Ao que parece pelo discurso do Banco Mundial, das Nações Unidas e de ONGs do mundo todo, está surgindo uma importante corrente a favor das florestas comunitárias. Por exemplo, o Objetivo 3: Meta 4 do Programa de Trabalho para as Florestas, aprovado na sexta conferência das partes da Convenção de Biodiversidade, diz: "Permitir que as comunidades indígenas e locais desenvolvam e implementem sistemas comunitários de manejo adaptáveis, para conservar a diversidade biológica das florestas e fazer um uso sustentável".
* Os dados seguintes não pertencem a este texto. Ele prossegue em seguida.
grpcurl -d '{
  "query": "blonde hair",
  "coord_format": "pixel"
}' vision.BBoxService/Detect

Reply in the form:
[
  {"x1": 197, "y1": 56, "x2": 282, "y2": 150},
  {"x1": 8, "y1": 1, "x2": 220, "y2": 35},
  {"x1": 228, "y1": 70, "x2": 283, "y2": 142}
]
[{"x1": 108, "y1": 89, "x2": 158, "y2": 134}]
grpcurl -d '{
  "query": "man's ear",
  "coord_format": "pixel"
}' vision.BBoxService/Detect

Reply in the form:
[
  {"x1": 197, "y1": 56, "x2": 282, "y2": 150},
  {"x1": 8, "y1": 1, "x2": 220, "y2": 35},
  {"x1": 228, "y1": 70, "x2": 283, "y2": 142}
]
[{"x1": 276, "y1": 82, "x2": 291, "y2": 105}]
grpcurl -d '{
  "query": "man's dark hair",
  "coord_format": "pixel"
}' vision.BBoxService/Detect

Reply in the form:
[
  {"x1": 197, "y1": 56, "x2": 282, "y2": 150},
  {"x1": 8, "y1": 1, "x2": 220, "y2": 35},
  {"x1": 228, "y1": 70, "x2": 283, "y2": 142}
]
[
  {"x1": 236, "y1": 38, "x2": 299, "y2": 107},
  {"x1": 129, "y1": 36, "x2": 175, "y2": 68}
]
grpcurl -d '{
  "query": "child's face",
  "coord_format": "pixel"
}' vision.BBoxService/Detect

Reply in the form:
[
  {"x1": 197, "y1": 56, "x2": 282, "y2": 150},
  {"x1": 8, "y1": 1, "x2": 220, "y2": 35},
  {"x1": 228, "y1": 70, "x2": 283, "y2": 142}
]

Ora, ninguém deseja ser pessimista, mas eu tenho sérias dúvidas quanto a um suposto avanço das florestas comunitárias que contaria com o beneplácito de todos, inclusive alguns casos bem-sucedidos nos quais confiei durante minha própria atividade de apóio a essa forma de manejo. Não obstante, eu me pergunto: será que não haveria casos em que supostas florestas comunitárias servem, na verdade, para alguns atores do Estado exercerem seu controle sobre áreas de floresta maiores ainda? Quer dizer, embora as florestas comunitárias pretendam abordar a questão do poder e da boa gestão, quantos, realmente, desafiam ou, mais importante ainda, modificam a autoridade estatal? Segundo uma pesquisa realizada por Arun Agrawal, em Kumaon, Índia, até nas chamadas "florestas comunitárias", é o Estado quem "determina as formas em que podem ser usados os recursos, quem decide quem pode utilizá-los, e é ele quem exerce um maior controle sobre esses territórios" (Agrawal, Arun, 'State Formation in Community Spaces', 1998). Por outro lado, a pesquisa de Agrawal também revela que essas florestas comunitárias pouco fazem pelos membros mais marginalizados das comunidades.
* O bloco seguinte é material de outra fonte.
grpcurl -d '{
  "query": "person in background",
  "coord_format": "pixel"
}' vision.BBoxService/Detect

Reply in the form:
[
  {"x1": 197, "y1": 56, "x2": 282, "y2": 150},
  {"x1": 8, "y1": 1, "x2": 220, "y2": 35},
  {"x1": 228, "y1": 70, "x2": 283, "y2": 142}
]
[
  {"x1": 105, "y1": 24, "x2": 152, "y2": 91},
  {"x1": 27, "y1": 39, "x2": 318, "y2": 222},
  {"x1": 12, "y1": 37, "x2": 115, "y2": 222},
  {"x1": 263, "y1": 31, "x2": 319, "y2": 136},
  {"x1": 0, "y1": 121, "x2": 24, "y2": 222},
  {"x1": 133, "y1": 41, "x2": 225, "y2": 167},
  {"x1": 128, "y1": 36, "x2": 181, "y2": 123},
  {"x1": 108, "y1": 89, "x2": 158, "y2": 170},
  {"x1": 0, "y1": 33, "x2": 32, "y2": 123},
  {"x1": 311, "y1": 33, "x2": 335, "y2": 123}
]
As florestas comunitárias do Nepal também parecem caminhar nessa direção. As mudanças nas políticas para Florestas Nacionais estão minando, de forma insidiosa, a autonomia da comunidade nas áreas de floresta. O Departamento Florestal tomou medidas muito rigorosas, que tornam muito difícil e caro, para as comunidades, desenvolver e manter o controle sobre as florestas. Por exemplo, pede-se às comunidades que façam inventários detalhados das florestas, coisa que o governo sequer faz em suas próprias terras. Por outro lado, também começou a cobrar altos impostos dos produtos das florestas produzidos pelas comunidades (Kaji Shrestha, FECOFUN, comunicação individual, agosto de 2002).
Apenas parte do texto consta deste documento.